Naturalmente ci sono stati molti altri che hanno proclamato di voler seguire la politica giusta) Tuttavia, c’è grande scetticismo, e con validi motivi: Abe sta cercando di realizzare qualcosa di molto complicato e non è affatto chiaro se gli strumenti che sta mettendo in campo a questo scopo siano sufficienti. C’è un tipo di critica, però, che mi fa imbestialire, sia nel caso del Giappone che di altri Paesi: e mi fa imbestialire soprattutto perché è una di quelle cose che le Persone Tanto Coscienziose danno per scontate, al punto di non rendersi nemmeno conto che non stanno proclamando la Verità, ma al contrario un’ipotesi discutibile. Mi riferisco alla tesi secondo cui quello di cui avrebbe bisogno il Giappone non è di rafforzare la domanda, ma procedere a riforme strutturali.
Di cosa stiamo parlando?
Tradizionalmente la soluzione delle riforme strutturali viene offerta come risposta al problema della stagflazione (una combinazione di inflazione alta e disoccupazione alta). Se l’economia comincia a surriscaldarsi per effetto di un’accelerazione dell’inflazione, pur in presenza di un livello di disoccupazione piuttosto alto, la tesi è che la causa è da ricercarsi nella rigidità del mercato del lavoro (eufemismo per indicare un sistema in cui è difficile licenziare le persone o tagliargli il salario) e per rilanciare l’economia bisogna rendere il mercato del lavoro più flessibile (cioè più brutale).

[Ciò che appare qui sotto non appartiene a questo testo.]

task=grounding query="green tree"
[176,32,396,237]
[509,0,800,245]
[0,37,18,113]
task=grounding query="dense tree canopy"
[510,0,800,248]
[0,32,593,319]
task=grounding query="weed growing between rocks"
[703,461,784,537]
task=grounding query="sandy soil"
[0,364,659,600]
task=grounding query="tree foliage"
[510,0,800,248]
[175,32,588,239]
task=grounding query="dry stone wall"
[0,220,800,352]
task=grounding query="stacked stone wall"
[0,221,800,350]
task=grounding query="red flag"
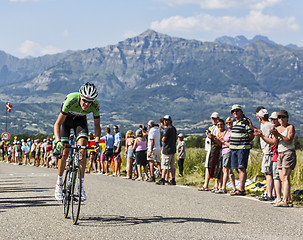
[6,102,13,112]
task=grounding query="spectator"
[0,141,5,161]
[198,112,219,191]
[139,124,148,141]
[45,138,52,168]
[147,120,161,182]
[125,130,135,179]
[113,125,122,177]
[86,132,97,173]
[229,104,254,196]
[212,118,226,193]
[22,142,30,165]
[177,133,186,177]
[156,115,177,185]
[14,141,22,165]
[133,129,148,181]
[101,127,114,176]
[272,110,297,207]
[255,108,274,201]
[36,139,42,167]
[216,117,236,193]
[41,139,47,167]
[255,112,281,203]
[31,140,37,166]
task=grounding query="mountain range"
[0,30,303,133]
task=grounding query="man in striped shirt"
[229,104,254,196]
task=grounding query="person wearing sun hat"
[255,108,274,201]
[156,115,177,185]
[198,112,219,191]
[229,104,254,196]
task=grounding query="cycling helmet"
[79,82,98,99]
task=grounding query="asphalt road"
[0,162,303,239]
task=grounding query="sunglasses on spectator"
[81,97,94,103]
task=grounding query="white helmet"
[79,82,98,99]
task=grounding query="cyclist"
[54,82,101,201]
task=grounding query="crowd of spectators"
[198,104,296,207]
[0,104,296,207]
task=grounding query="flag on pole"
[6,102,13,112]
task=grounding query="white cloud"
[19,40,62,57]
[9,0,40,2]
[160,0,283,10]
[151,10,299,34]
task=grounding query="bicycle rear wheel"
[62,168,71,218]
[71,167,82,224]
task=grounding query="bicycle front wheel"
[62,168,71,218]
[71,167,82,224]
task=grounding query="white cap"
[257,109,268,118]
[210,112,219,118]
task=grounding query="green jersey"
[61,92,100,118]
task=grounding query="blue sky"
[0,0,303,58]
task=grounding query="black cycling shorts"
[104,148,113,161]
[60,114,88,142]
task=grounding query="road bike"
[62,145,94,225]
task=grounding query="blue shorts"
[231,149,250,169]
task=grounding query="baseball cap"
[257,108,268,118]
[210,112,219,118]
[269,112,278,119]
[230,104,242,113]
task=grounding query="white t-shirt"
[260,122,274,154]
[147,127,161,152]
[21,145,29,154]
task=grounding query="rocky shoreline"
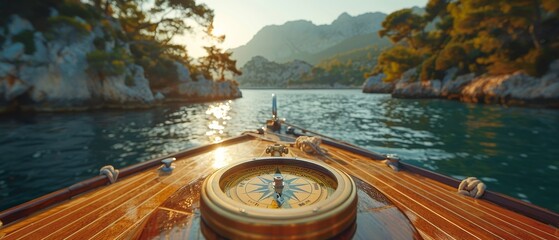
[363,60,559,108]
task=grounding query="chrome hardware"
[272,94,278,120]
[266,94,281,131]
[285,126,295,134]
[161,158,177,172]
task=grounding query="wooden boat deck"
[0,135,559,239]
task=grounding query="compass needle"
[201,158,356,239]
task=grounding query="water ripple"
[0,90,559,211]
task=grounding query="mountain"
[237,56,313,88]
[230,12,389,66]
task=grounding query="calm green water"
[0,90,559,212]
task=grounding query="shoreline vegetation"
[0,0,242,113]
[363,0,559,108]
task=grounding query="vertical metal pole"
[272,93,278,120]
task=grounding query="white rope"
[99,165,120,183]
[458,177,487,198]
[295,136,326,155]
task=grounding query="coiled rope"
[458,177,487,198]
[99,165,120,184]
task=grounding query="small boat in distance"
[0,96,559,239]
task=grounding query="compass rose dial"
[200,157,357,239]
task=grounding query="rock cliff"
[0,14,240,112]
[237,56,313,88]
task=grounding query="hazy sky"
[179,0,427,57]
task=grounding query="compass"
[200,157,357,239]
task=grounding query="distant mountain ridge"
[230,12,389,66]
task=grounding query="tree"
[378,8,425,48]
[373,45,423,82]
[200,46,242,81]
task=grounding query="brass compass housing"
[200,157,357,239]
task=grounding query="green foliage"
[373,45,423,82]
[57,0,101,21]
[48,16,91,34]
[12,30,36,54]
[93,37,106,50]
[373,0,559,80]
[86,48,131,76]
[419,55,441,81]
[378,8,425,47]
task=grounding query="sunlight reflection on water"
[206,100,232,143]
[0,90,559,211]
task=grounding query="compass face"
[220,164,338,208]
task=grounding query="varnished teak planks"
[0,136,559,239]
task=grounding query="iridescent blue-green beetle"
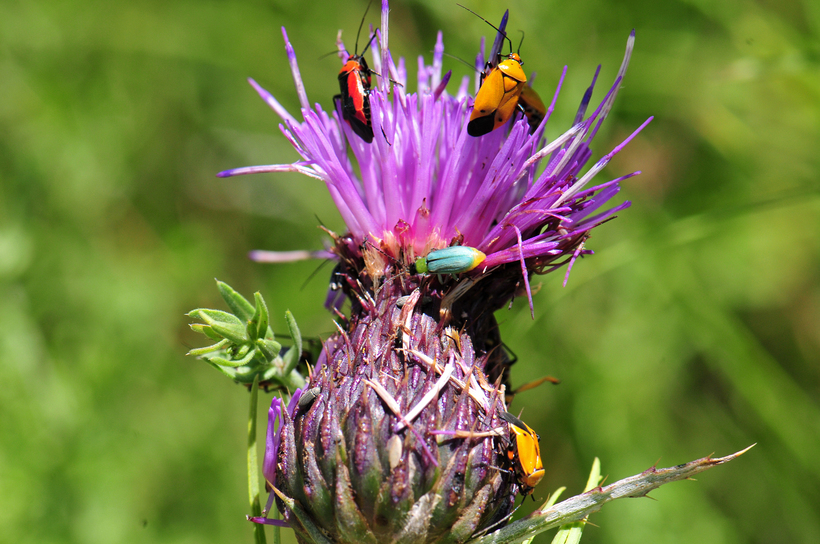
[410,246,487,274]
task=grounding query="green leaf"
[255,340,287,364]
[187,338,228,357]
[208,350,256,368]
[188,308,245,326]
[282,310,302,376]
[190,323,222,340]
[552,457,601,544]
[248,291,270,340]
[210,323,248,345]
[216,280,254,323]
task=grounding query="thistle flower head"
[231,0,649,542]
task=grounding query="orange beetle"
[458,4,527,136]
[498,412,545,497]
[334,0,376,143]
[467,53,527,136]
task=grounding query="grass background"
[0,0,820,544]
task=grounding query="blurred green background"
[0,0,820,544]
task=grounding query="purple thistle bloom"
[219,2,651,314]
[224,0,651,543]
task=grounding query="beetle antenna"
[357,32,378,58]
[442,51,481,73]
[456,2,512,51]
[353,0,373,54]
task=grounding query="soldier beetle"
[411,246,487,274]
[498,412,545,497]
[334,4,376,143]
[459,4,527,136]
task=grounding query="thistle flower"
[226,0,651,542]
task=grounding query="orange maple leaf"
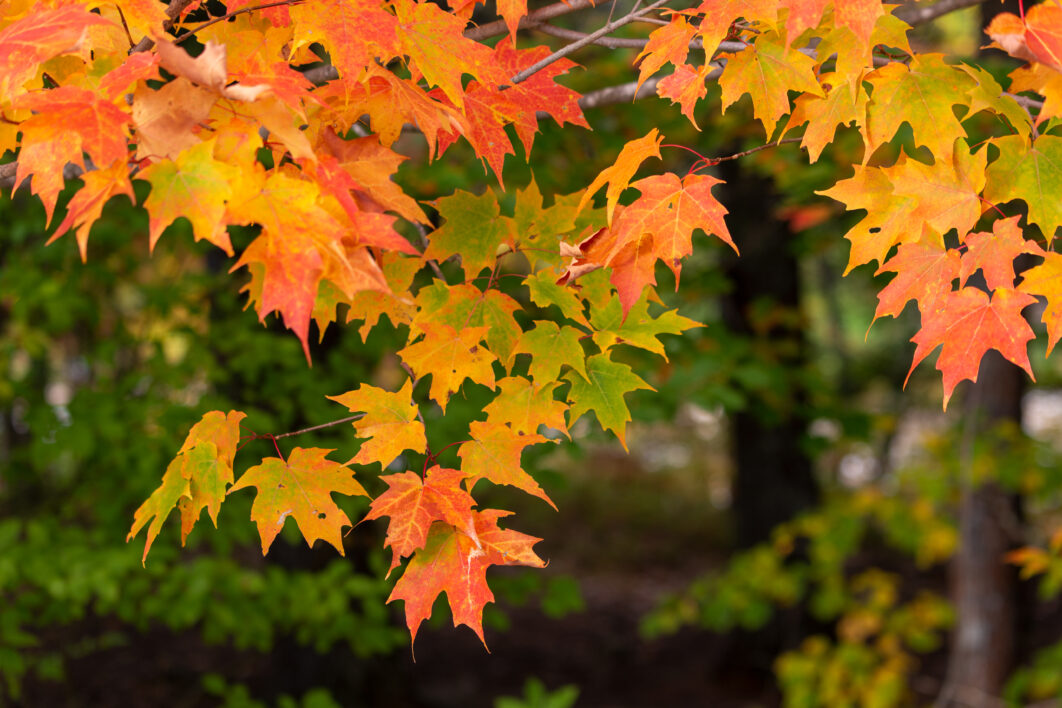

È una tesi che ha una sua logica, anche se non è così inoppugnabile come recita la vulgata nemmeno quando il problema è la stagflazione: si potrebbe sempre legittimamente ritenere che buona parte della disoccupazione «strutturale» sia in realtà il risultato di un’isteresi, cioè dei danni duraturi inferti da recessioni prolungate. Però almeno è una tesi coerente. Tuttavia, il Giappone non è affetto da stagflazione; e l’Europa nemmeno. Al contrario, soffrono di bassa inflazione o deflazione e di carenze persistenti della domanda nonostante i tassi di interesse a zero.
Non si capisce bene in che modo le riforme strutturali dovrebbero contribuire a risolvere il problema. Anzi, il tipo di riforma strutturale di cui più si è parlato in passato – rendere più flessibile il mercato del lavoro in modo che sia più semplice tagliare i salari – semmai aggraverebbe la recessione. Perché? È il paradosso della flessibilità: il calo dei salari e dei prezzi aumenta in termini reali il fardello del debito, deprimendo ulteriormente la domanda.
Sembra che le riforme strutturali siano una panacea, sbandierate come un elisir buono per tutti gli usi: cura l’inflazione, ma anche la deflazione! E pure il mal di schiena e l’alito cattivo. Alcuni tipi di riforme strutturali che farebbero bene al Giappone ci sono: per esempio, modifiche alle norme sulla destinazione d’uso dei terreni o l’altezza degli edifici consentirebbero di «riempire gli spazi» nelle città giapponesi e potrebbero stimolare gli investimenti e contribuire a incrementare la domanda.
Ma il punto è che questa invocazione generica di «riforme strutturali» è segno di pigrizia intellettuale e produce effetti distruttivi. Non è solo che buona parte di quelle che chiamiamo riforme strutturali porterebbero più danni che benefici, è anche che dichiarando che il problema è strutturale si distoglie l’attenzione dei policymakers dalle cose veramente importanti: perché quello di cui ha bisogno il Giappone in questo momento è uscire dalla deflazione in qualsiasi modo.